Não entendo como há tanta gente que insiste em ser desagradável, gratuitamente.
Eu fumo. Fumo porque a fumaça é gasosa, porque se fosse líquida seria coca-cola e eu beberia. Fumo muito. Mas procuro respeitar os não fumantes. Isso quer dizer nunca fumar onde não é permitido e evitar fumar em lugares fechados. É a única forma de chegarmos a uma convivência sem muitos sobressaltos.
Ao mesmo tempo espero que respeitem os meus direitos, apesar da propaganda maciça que busca nos tornar cidadãos de segunda classe. Se fumar não é proibido — ainda — neste país, eu tenho o direito de fumar onde não é interditado. É simples assim, e é impressionante como os zelotes anti-tabagistas se dispõem alegremente a passar por cima de um conceito tão simples de liberdade em nome de sua própria paranóia.

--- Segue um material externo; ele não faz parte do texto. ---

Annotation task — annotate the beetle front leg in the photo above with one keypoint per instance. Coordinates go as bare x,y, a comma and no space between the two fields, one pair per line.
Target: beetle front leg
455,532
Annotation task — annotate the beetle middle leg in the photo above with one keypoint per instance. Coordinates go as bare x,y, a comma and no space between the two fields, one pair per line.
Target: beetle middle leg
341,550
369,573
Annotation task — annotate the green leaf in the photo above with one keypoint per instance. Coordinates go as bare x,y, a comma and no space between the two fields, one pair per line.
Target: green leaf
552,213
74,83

Domingo, em Maceió. Eu tinha acabado de tomar o café da manhã numa pousadinha e estava lá fora com a Mônica, fumando. Aparentemente eu poderia fumar no hall, mas por que incomodar desnecessariamente os não fumantes? Lá fora era mais sensato e respeitoso.
Eu estava de costas para a entrada; foi a Mônica quem viu a velha primeiro. Ela chegou na porta, nos viu fumando e fez o gesto de quem abana o ar à sua frente, de quem afasta a fedentina dos seu nariz delicado — embora o rosto da velha não tivesse nada de delicado, apenas ventas largas e rugas crestadas de sol que devem ter vindo não da idade, mas do azedume do seu espírito. Ela ainda não tinha sentido o cheiro de fumaça; mas o seu espírito de porco, a sua chatice de velha ranheta precisava se manifestar. Ela viu alguém fumando e, com a certeza estúpida que a idade provecta dá a algumas criaturas, resolveu manifestar o seu desagrado — essas coisas que quem não está satisfeito com a vida que leva faz ao ver outras pessoas felizes.
Então ela passou por nós abanando o ar, carregando uma sacola para um táxi estacionado em frente. Voltou do táxi fazendo o mesmo gesto, a mesma cara de fedor, mas agora soprando o ar com força pelas narinas, mais ou menos como faz um cavalo cansado — e aquela égua devia mesmo estar cansada da vida ruim que deve levar.
A velha desgraçada queria se fazer notar, estava dando o recado que achava necessário. Eu não entendi recado nenhum, sou meio estúpido para essas coisas, mas fiquei pensando que ela tinha cara de peidona — parecia ser daquelas velhas que passam as tardes de domingo sentadas numa cadeira de balanço assistindo ao Sílvio Santos e soltando flatos em tons e sons diferentes até a hora de dormir, indiferente ao som e ao mau cheiro. Era essa velha que fazia questão de insultar dois fumantes pacatos que se tinham recolhido para poder fumar em paz seus cigarros.
“Mônica, me avise quando ela estiver voltando.”
Não demorou muito. Daí a pouco ela passou de novo, as duas mãos ocupadas com pacotes — talvez renda de bilros, talvez artesanato alagoano, talvez remédios para a sua artrite, quem sabe até receitas de algum charlatão para curar os seus maus bofes.
Enchi os pulmões com a maior quantidade de fumaça que pude armazenar.
Esperei os passos se aproximarem.
E então, com a sincronia perfeita que só se vê em boas equipes de nado sincronizado, soltei em sua direção a maior baforada que já dei em todas as minhas décadas como fumante. Densa, concentrada — o tipo que se pode soltar abrindo bem a glote. E a velha atravessou galhardamente a belíssima nuvem de fumaça cinza-azulada, sem poder dar tapas no ar porque suas mãos estavam ocupadas, e fez uma expressão de raiva e desespero, e começou a tossir, e eu a acompanhei com os olhos até o táxi, onde ela entrou ainda tossindo.
E nesse instante eu me senti bem e me senti em paz, e você precisava ter visto o meu sorriso, e se fosse noite eu teria dormido com a consciência de que a justiça tinha sido feita, teria dormido o sono das crianças tranqüilas.
Talvez a velha esteja tossindo ainda hoje, e esse pensamento, embora improvável, me faz sentir melhor.